Título: Acesso a remédios essenciais
Autor: MICHEL LOTROWSKA
Fonte: O Globo, 13/10/2006, Opinião, p. 7

Estamos assistindo à criação da Unitaid, também conhecida como Central Internacional de Compras de Medicamentos (para Aids, malária e tuberculose), resultado das iniciativas dos presidentes da França, Jacques Chirac, e do Brasil, Luiz Inácio Lula da Silva, relacionados à taxação sobre passagens aéreas. Será que uma nova iniciativa deste tipo é necessária, útil e pode fazer a diferença na luta contra esses três problemas graves de saúde pública?

Ao contrário de outras iniciativas do gênero, a Unitaid terá fontes sustentáveis de financiamento (tarifas de passagens aéreas) para alimentar seus fundos. Sem a perspectiva de um financiamento de longo prazo, os países não podem implementar estratégias de ampliação do acesso ao tratamento para Aids ou modificar o tratamento para malária. A Unitaid não pretende desenvolver projetos, mas sim agregar valor àqueles já existentes, como os apoiados pelo Fundo Global de Combate contra HIV/Aids, Tuberculose e Malária.

A particularidade da Unitaid vem do seu objetivo de interferência pró-ativa nas forças de mercado dos medicamentos, estimulando a concorrência, garantindo compras e negociando diretamente com os produtores. A redução de 99% dos preços da terapia tríplice com medicamentos anti-retrovirais (ARV) mais antigos para o tratamento da Aids, entre 1999 e 2005, só foi possível graças à concorrência promovida pela produção e venda de medicamentos genéricos não patenteados nos países em desenvolvimento, provenientes principalmente da Índia, e à intervenção de instituições como a Fundação Clinton na negociação direta de preços com produtores genéricos. O preço passou de US$12 mil a US$128 por paciente por ano. A mesma Fundação Clinton estará liderando, dentro da Unitaid, este processo de negociação para conseguir preços melhores. No entanto, o desafio continua integral para os medicamentos ARV mais novos, sujeitos à proteção patentária.

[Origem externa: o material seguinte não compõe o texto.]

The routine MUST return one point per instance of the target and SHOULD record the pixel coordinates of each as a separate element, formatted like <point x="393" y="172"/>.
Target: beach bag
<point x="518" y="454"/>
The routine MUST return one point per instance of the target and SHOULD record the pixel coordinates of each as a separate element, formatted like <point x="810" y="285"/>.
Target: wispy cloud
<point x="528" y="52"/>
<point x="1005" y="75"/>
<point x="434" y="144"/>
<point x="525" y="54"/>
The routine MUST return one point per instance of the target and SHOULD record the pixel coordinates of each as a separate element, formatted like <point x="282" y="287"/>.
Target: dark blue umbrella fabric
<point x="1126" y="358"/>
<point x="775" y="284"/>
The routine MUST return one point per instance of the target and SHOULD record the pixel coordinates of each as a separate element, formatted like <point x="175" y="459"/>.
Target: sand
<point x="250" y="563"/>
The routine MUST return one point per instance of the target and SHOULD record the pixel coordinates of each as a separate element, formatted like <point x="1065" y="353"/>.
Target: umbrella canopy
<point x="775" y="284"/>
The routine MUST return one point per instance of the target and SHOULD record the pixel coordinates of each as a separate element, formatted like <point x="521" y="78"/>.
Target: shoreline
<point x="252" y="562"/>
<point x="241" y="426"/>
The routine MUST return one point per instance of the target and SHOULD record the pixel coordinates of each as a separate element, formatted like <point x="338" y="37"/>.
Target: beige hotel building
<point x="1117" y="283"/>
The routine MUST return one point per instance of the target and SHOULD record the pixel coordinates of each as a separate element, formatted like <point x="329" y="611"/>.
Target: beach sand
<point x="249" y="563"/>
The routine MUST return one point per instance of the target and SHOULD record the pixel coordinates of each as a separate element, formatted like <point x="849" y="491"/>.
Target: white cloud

Existe um compromisso da Unitaid de apoiar os países no uso de licenças compulsórias, conforme reafirmado na Declaração de Doha da OMC (Qatar, 2001) sobre o Acordo Trips e Saúde Pública. As reduções voluntárias de preços e os preços diferenciais praticados pelas empresas multinacionais não são suficientes, ameaçando os programas de acesso a medicamentos nos países em desenvolvimento. Dados do Fundo Global mostram que, em 2005, o Peru pagou mais de US$4 mil por paciente por ano apenas para o Kaletra (da Abbott); na Guatemala, o valor chegou a mais de US$6 mil. Sabe-se que o Fundo Global compra o Kaletra a menos de US$500 na África do Sul. Mesmo assim, US$500 ainda é caro apenas para um remédio, se comparados aos US$128 pagos para três medicamentos! Nesses casos de monopólio não existe política de estímulo à concorrência, a não ser que o uso do licenciamento compulsório seja apoiado para que versões genéricas sejam desenvolvidas a preços mais baixos. Somente desta forma poderemos esperar que o dinheiro das tarifas aéreas seja realmente destinado à compra de medicamentos para os pacientes de forma sustentável e que não sirva apenas para ampliar o mercado de preços altos das empresas multinacionais.

Outro desafio da Unitaid será conseguir os medicamentos que não necessariamente existem nas formulações adequadas, como é o caso das formulações pediátricas necessárias para tratar as milhares de crianças com HIV/Aids. A Unitaid pode contribuir para este desenvolvimento.

Na última Assembléia Mundial de Saúde, que contou com a participação de ministros da área, aprovou-se uma resolução que indicou claramente que o atual sistema de patentes não dá conta das necessidades de pesquisa e desenvolvimento dos pacientes dos países em desenvolvimento, corroborado por um recente relatório publicado pela Comissão de Propriedade Intelectual, Inovação e Saúde Pública da Organização Mundial da Saúde. É fundamental que a Unitaid, portanto, incorpore esses dados para realmente fazer a diferença na ampliação de acesso a medicamentos, de forma sustentável para os mais necessitados.

MICHEL LOTROWSKA é representante da Campanha de Acesso a Medicamentos Essenciais da Médicos Sem Fronteiras no Brasil.